Here we provide examples of cuSOLVERMp library API usage
Distributed decompositions and linear system solutions
Dense matrix LU factorization and linear system solve
Dense matrix Cholesky factorization and linear system solve
Examples are bootstrapped by MPI and use it to set up distributed data. Those examples are intended just to show how API is used and not for performance benchmarking. For same reasons process grid is hardcoded to 2x1
in the examples, however you can change it to other values in following lines:
/* Define grid of processors */
const int numRowDevices = 2;
const int numColDevices = 1;
Based on your distributed setup you can choose how your GPU devices are mapped to processes - change following line in the example to suit your needs:
const int localDeviceId = getLocalRank();
In these samples each process will use CUDA device ID equal to the local MPI rank ID of the process.
Linux
x86_64
Samples require c++11 compatible compiler.
cusolverMp is distributed as a part of HPC SDK starting with version 21.11 and requires
HPC SDK to be installed in the system.
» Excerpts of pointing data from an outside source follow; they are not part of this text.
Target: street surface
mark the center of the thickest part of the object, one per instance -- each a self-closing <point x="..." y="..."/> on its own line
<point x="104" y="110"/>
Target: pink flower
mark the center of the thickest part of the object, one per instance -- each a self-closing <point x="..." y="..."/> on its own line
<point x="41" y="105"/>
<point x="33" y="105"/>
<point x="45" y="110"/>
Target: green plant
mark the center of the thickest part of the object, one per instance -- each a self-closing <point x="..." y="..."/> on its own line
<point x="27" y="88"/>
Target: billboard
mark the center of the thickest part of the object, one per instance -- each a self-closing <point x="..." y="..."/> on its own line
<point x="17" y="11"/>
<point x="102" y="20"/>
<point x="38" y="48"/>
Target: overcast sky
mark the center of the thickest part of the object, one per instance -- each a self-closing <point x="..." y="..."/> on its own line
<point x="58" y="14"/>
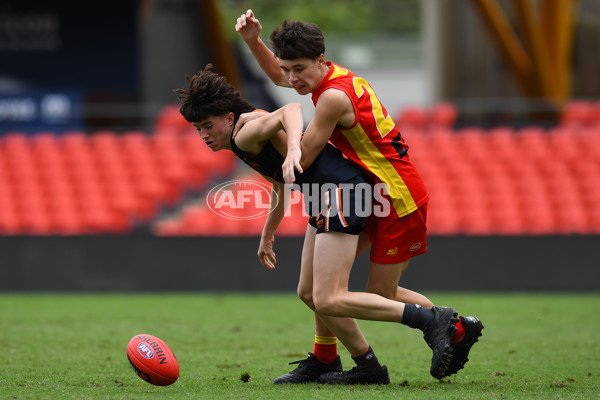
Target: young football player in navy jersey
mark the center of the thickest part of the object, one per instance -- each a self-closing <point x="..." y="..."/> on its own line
<point x="348" y="113"/>
<point x="212" y="106"/>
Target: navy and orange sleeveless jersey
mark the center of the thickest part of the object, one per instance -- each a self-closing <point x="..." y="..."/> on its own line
<point x="374" y="142"/>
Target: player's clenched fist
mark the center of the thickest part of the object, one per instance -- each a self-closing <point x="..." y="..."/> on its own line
<point x="248" y="26"/>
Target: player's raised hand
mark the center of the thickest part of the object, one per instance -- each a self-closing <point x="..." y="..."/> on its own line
<point x="248" y="26"/>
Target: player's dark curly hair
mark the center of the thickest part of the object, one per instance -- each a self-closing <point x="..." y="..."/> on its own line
<point x="209" y="95"/>
<point x="297" y="39"/>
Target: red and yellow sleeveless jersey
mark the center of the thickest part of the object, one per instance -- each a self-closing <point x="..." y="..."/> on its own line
<point x="374" y="142"/>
Also you need to set up HPCX
environment which is part of HPC SDK
using one of the provided scripts before building and running examples, i.e.:
HPCSDKVER=21.11
HPCSDKARCH=Linux_x86_64
HPCSDKPATH=/opt/nvidia/hpc_sdk
HPCSDKROOT=$HPCSDKPATH/$HPCSDKARCH/$HPCSDKVER
source $HPCSDKROOT/comm_libs/hpcx/latest/hpcx-init-ompi.sh
hpcx_load
Build examples using make
command:
make HPCSDKVER=21.11 CUDAVER=11.5 all
Run examples with mpi command and number of processes according to process grid values, i.e.
mpirun -n 2 ./mp_getrf_getrs
mpirun -n 2 ./mp_potrf_potrs